The origins of the report go back further than that - to a report by the House of Commons Environment, Food and Rural Affairs Committee (EFRACom) in 2003, which raised concerns about whether enough large animal vets would be available to help fulfil the aims of the Animal Health and Welfare Strategy (VR, November 1, 2003, vol 153, pp 541, 542–544). The EFRACom's concerns were legitimate, but were perfunctorily dismissed by the Government which, in an abject response to the committee, said that there was 'no evidence of market failure' in the provision of farm animal veterinary services and that it saw little reason to intervene (VR, August 7, 2004, vol 155, pp 157–158).

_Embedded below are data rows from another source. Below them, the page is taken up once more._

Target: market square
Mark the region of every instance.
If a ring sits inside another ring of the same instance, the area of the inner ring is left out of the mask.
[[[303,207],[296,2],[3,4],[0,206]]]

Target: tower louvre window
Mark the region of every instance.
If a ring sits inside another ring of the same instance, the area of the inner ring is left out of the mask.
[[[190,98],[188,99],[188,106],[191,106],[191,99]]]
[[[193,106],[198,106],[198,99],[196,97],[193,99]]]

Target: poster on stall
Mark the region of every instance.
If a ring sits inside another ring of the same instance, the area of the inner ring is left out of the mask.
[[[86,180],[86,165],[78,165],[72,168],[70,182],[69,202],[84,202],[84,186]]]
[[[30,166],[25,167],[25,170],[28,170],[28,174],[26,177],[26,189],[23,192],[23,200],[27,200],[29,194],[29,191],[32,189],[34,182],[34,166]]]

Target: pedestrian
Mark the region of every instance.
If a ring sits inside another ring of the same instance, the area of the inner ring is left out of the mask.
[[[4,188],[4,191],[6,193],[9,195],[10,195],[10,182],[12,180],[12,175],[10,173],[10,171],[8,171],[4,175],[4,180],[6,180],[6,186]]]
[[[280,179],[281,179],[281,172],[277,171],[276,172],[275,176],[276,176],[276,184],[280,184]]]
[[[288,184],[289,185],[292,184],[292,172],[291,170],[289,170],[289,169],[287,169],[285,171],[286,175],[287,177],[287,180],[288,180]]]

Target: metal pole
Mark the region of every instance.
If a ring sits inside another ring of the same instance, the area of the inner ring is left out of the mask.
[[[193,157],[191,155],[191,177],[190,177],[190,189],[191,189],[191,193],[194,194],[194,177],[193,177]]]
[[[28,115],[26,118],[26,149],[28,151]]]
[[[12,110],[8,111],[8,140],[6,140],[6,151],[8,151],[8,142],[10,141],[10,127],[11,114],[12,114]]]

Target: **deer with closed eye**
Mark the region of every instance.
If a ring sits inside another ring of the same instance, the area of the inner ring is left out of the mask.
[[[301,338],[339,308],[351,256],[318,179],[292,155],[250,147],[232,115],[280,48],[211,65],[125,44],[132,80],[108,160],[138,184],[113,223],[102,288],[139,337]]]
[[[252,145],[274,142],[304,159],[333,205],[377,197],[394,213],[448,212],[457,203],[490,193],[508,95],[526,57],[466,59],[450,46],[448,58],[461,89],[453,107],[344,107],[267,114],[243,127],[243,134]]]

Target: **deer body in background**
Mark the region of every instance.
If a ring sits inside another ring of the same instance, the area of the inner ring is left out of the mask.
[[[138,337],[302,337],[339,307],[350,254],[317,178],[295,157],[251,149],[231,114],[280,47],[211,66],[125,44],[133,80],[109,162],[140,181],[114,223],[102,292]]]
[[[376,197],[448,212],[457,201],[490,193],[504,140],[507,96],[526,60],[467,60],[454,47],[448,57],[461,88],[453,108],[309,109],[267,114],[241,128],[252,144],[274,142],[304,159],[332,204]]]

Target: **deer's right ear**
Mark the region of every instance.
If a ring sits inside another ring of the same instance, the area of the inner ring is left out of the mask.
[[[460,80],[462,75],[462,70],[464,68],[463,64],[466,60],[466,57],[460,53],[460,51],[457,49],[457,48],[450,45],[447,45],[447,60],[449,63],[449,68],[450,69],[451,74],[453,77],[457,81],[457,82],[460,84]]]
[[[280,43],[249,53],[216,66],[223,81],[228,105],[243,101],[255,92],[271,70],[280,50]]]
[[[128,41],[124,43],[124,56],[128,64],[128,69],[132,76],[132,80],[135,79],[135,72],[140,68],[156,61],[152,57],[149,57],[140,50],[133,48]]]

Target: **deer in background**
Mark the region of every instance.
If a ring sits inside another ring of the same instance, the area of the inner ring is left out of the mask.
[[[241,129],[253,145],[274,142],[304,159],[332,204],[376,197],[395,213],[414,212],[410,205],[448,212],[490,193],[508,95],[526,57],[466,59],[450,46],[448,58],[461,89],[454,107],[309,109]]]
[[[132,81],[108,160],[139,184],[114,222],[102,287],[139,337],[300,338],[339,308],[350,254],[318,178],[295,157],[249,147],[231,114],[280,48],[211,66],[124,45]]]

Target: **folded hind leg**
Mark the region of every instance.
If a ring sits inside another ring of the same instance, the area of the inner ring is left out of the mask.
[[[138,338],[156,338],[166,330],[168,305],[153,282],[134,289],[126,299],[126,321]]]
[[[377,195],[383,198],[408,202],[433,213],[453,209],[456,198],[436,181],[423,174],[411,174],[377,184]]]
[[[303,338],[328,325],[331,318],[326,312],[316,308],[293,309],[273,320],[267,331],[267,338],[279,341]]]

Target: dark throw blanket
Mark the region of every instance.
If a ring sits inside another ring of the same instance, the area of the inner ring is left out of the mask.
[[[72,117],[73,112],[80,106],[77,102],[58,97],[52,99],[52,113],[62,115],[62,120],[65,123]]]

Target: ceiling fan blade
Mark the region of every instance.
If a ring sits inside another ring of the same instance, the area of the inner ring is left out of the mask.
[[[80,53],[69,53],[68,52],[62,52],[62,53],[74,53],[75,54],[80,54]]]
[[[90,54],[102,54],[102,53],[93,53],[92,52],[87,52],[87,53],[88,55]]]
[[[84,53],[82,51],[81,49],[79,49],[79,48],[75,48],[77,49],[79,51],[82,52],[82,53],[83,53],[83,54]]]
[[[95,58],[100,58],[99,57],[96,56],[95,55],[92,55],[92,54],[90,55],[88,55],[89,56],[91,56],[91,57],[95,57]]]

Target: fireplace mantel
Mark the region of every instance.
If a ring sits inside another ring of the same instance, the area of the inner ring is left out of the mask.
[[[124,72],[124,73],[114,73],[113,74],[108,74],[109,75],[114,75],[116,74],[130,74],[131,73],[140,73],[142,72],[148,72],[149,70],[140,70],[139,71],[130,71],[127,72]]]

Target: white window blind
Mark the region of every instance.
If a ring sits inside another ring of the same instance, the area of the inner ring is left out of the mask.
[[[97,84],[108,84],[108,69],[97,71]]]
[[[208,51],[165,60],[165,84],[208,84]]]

Professor Lowe's report is an altogether more thoughtful affair, which both highlights the importance of veterinary involvement in food animal production and provides some useful insights into the situation as things stand. As such, it should be considered essential reading for anyone with an interest in the provision of farm animal veterinary services in the UK and many more people besides. This is not to say that it will necessarily make comfortable reading for the veterinary profession, or that it will be easy to agree with everything it says. For example, parts of the report paint a picture of a profession that is out of touch with the needs of its 'customers', while others suggest that, with shrinking involvement in food and farming work, it is in danger of losing focus. It is also suggested that veterinary medicine has been 'very slow and conservative' in its approach to establishing specialist practitioners, and that it has lagged behind other health professions in involving paraprofessionals in the provision of services.
Professor Lowe suggests that there is no absolute shortfall in the supply of vets who might be available for farm animal work, although he does argue the case for 'inflecting' the training of students with an interest in this field. He emphasises the importance of the veterinary contribution to safeguarding animal health, improved productivity and protecting the food chain, but notes that demand for farm animal veterinary services is poorly developed. Recurring themes in his report are that services need to be more closely aligned to the changing needs of the livestock sector, and that the veterinary profession needs to develop its business and marketing skills and do more to explain what it has to offer.
Some of the most pertinent observations in the report concern the changing relationship between the veterinary profession and government and the 'very divergent interests' that food animal vets are required to reconcile in deploying their expertise in the care and treatment of animals. It describes how the Government's position has changed over the years, from a hierarchical situation where it acted as a patron and sponsor of the veterinary profession and farming to one where responsibility is being devolved and transferred to the industry. It points out that the Government must not relinquish its responsibilities for animal health, but argues that the profession must renew its relationship with government to reflect these changing circumstances. It further suggests that vets must renew their relationship with farmers, while also pointing out that farming and food industry leaders should publicly acknowledge the key contribution of veterinary services to the economic health and public standing of their industries.
The proposal in the report for a new Veterinary Development Council to guide the long-term development of veterinary services is an interesting one, although it is not altogether clear how this might relate to the profession's existing professional bodies.
Despite this and other suggestions, Professor Lowe's report offers more in the way of diagnosis than solutions, although to be fair, providing solutions wasn't really part of his remit. Defra says it will carefully consider the report and that the issues will be discussed at a meeting of the Vets and Veterinary Services Steering Group in November, but in many respects that isn't really the point either. An overwhelming message from the report is that the veterinary profession itself should take more of a lead, and play a greater part in defining its role in food animal production in the future.